6. L'administration peut toujours, pour des motifs tirés de l'intérêt du service ou pris en considération de la personne, ne pas renouveler le contrat d'un agent public recruté pour une durée déterminée, et, par là même, mettre fin aux fonctions de cet agent, sans que ce dernier puisse se prévaloir de ce que la conclusion du contrat dont il a bénéficié aurait créé des droits à son profit. Il appartient à l'autorité administrative, lorsque l'agent soutient que la décision de non renouvellement n'a pas été prise dans l'intérêt du service, d'indiquer, s'ils ne figurent pas dans la décision, les motifs pour lesquels il a été décidé de ne pas renouveler le contrat. A défaut de fournir ces motifs, la décision de non renouvellement doit alors être regardée comme ne reposant pas sur des motifs tirés de l'intérêt du service.
7. Il ressort des pièces du dossier que M. F a été recruté par le département des Pyrénées-Orientales du 1er octobre 2021 au 31 décembre 2021 avec une période d'essai de trois semaines, période éventuellement renouvelable pour une durée égale, en qualité d'attaché contractuel pour être affecté, à temps complet, à la SG-AJ-Affaires Juridiques, en renfort de service. La décision de ne pas reconduire le contrat au-delà de son échéance qui était fixée au 31 décembre 2021 est motivée par la circonstance que l'accroissement temporaire d'activité a pris fin, ce dont le requérant a été préalablement avisé par un courriel du 14 décembre 2021 lui précisant que son recrutement était lié à un accroissement d'activité des affaires juridiques notamment en l'absence de la responsable du service et de la responsable du secrétariat général. Dans ces conditions et contrairement à ce qui est soutenu, le département des Pyrénées-Orientales, qui a agi dans l'intérêt du service, n'a pas entaché sa décision d'une erreur d'appréciation.
8. Si M. F soutient que la décision attaquée est entachée d'un détournement de pouvoir, il résulte toutefois de ce qui précède que la décision de non-renouvellement de son contrat a été prise dans l'intérêt du service. Le moyen invoqué ne peut dès lors qu'être écarté.

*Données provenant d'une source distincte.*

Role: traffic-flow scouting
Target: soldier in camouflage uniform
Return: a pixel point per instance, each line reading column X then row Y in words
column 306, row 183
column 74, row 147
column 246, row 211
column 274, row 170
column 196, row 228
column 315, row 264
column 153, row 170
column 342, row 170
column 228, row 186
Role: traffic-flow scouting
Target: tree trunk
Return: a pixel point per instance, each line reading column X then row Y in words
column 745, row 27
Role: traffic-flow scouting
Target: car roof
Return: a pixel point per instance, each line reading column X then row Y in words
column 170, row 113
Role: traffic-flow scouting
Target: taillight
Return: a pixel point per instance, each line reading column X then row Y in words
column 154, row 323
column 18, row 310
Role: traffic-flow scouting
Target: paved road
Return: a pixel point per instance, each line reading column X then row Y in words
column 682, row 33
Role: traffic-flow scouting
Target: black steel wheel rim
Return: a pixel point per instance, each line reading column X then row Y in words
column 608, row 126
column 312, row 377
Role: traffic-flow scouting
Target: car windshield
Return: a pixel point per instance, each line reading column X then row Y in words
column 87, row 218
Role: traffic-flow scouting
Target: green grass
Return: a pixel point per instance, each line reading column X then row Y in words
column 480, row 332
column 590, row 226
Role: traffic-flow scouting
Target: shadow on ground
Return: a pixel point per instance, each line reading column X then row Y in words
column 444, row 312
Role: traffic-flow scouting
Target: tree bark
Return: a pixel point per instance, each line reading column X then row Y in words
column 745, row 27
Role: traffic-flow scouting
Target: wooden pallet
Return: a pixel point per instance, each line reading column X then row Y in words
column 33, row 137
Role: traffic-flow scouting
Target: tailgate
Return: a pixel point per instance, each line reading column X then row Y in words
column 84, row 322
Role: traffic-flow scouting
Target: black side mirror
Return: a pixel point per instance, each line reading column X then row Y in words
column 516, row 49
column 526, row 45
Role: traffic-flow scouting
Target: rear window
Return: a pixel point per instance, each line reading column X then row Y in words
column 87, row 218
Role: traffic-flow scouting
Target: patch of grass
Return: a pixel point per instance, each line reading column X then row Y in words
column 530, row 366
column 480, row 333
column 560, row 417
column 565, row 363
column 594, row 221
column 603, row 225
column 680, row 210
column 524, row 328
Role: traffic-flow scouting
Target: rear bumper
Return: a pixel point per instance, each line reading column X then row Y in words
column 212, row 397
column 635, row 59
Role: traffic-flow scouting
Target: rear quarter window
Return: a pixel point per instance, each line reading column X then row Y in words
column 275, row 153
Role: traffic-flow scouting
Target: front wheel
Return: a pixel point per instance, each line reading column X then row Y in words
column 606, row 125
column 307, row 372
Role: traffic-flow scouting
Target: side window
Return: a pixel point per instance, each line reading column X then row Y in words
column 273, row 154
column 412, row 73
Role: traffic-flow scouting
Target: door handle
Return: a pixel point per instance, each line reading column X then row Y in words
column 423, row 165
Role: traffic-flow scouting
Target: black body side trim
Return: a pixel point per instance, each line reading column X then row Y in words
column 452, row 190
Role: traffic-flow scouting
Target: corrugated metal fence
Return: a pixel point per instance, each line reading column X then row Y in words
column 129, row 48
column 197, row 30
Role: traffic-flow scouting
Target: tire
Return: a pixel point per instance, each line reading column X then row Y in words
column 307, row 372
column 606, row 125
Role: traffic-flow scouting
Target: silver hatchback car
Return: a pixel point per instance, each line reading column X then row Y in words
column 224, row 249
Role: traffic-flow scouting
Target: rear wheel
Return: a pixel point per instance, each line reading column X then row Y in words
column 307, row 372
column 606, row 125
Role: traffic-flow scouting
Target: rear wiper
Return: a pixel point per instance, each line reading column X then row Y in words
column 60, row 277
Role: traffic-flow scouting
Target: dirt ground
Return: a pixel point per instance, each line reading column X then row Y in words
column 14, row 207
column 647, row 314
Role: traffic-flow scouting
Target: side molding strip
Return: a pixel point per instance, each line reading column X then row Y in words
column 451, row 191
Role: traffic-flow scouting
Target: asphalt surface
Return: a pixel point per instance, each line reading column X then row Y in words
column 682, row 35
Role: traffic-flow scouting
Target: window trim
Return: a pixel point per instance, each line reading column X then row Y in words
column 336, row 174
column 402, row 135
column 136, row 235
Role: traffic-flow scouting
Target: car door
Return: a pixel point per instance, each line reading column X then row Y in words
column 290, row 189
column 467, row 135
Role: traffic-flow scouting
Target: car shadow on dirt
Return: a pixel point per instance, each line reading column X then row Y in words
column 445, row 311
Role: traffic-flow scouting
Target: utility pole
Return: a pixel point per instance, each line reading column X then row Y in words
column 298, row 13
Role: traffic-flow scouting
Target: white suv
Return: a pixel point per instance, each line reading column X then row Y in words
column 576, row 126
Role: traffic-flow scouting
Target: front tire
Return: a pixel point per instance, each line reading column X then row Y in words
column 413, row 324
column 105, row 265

Sur le courrier du 12 janvier 2022 adressé à M. F
9. Le courrier attaqué du 12 janvier 2022 rappelle à M. F que le service gestion administrative des carrières à la direction des ressources humaines a reçu le 23 décembre 2021 son arrêt maladie pour la période du 20 décembre au 31 décembre 2021, qu'à cette date, la paye de décembre était terminée et sans information de cet arrêt, il a été payé à plein traitement, alors que cette période de maladie aurait dû donner lieu à la prise en compte de deux jours sans traitement, que le département est dans l'obligation de lui demander de rembourser la somme de 494,98 euros par le biais de la paierie départementale et qu'à cet effet il va être destinataire d'un titre de recette. L'annonce ainsi faite à M. F de l'établissement à venir d'un titre de recettes constitue une simple information donnée à l'intéressé et ne constitue pas une décision faisant grief susceptible de recours. Par suite, il y a lieu d'accueillir la fin de non-recevoir opposée en défense tirée de l'irrecevabilité de la requête n° 2201262.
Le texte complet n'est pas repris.